The items described below are artifacts you can use as an input into discovery session, or you can start the artifact as an input and then use the activities in the discovery session to flesh out the project charter,
An Agile Project Charter
Michael Lant provided an example of what a project charter would look like when it’s stripped of unnecessary content and focuses on the information necessary to get your project started. The key to this approach that he learned from Gil Broza is to “create a project charter that is only one page long, whose purpose is solely to provide a clear and concise definition of what success looks like for that project.”
Intercom’s Intermission
Intercom uses project briefs labeled with the quirky name “intermissions” to start all the projects on their products. Their Product Managers figure out how to explain, on a page or less, the problem they’re trying to solve, how to measure success, and the project scope.
“The goal of the Intermission doc is to have a shared understanding of what we are building and why.”
Intermissions are described in a couple of different posts on the Inside Intercom blog. One post describes how Intercom started using job stories and includes an Intermission Template. Another post describes how Intercom incorporates Intermissions into their overall process.
The Design Brief
Chris Matts and Richard Warner looked at teams in a large financial services organization trying to use models such as the Vision Board to start projects and found that tool better suited for a startup than large enterprises.
They realized that the order in which you discover the aspects of the model drives different behavior in a startup versus an enterprise setting. Their hypothesis is: “Depending on your insight, you need first to establish the outcome, market and needs. Once you have these three, they form the design brief for the UX designer to design the feature.”
Opportunity Assessment
I’ve mentioned Marty Cagan’s opportunity assessment a few times before. It’s in this context of project chartering where it is most useful. Marty see opportunity assessment as an important responsibility for product managers. “The purpose of a good product opportunity assessment is to a) prevent the company from wasting time and money on poor opportunities; or b) for those that are excellent opportunities, to understand what will be required to succeed.”
Feature Briefs
According to Susan Abate, A feature brief serves the same goal as a project brief, but is more appropriate for businesses (and roadmaps) oriented toward ongoing innovation for products, rather than operations, sales, and marketing activities.
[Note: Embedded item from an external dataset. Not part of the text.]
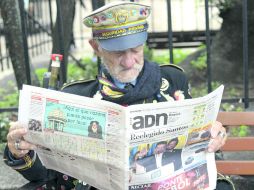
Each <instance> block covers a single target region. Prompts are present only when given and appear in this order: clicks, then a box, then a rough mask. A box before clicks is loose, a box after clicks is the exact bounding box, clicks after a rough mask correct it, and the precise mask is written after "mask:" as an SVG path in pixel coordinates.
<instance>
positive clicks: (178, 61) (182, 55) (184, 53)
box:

Another relevant distinction is that the feature brief begins as a standalone document, but later integrated into product documentation, whereas project briefs are archived or discarded once the project is complete.
Working Backwards–the Press Release/FAQ approach
Another approach to describe success is to project into the future what a press release and FAQ for your product would look like once it’s done. As Cedric Chin explains, you start out by writing a press release, which follows a very particular structure. You move on to write an attached FAQ document, which addresses a bunch of internal and external issues. These issues include (but aren’t limited to) things like total addressable market, per-unit economics, bill of materials, P&L, key dependencies, and technical feasibility. The total document — both PR and FAQ — should not exceed six pages.
How to have a kick-ass kick-off meeting
PH, a product manager writing on Substack explains how to prepare for and conduct a kick-off meeting. You can generalize these key takeaways for other kick-off meetings. A friend and fellow PM used to mention that no development work would begin in his organization, until the project is initiated with a proper kickoff meeting. Starting an initiative on the right foot sets the tone for the team on how the project will run. This can be used anywhere to kick-start a project.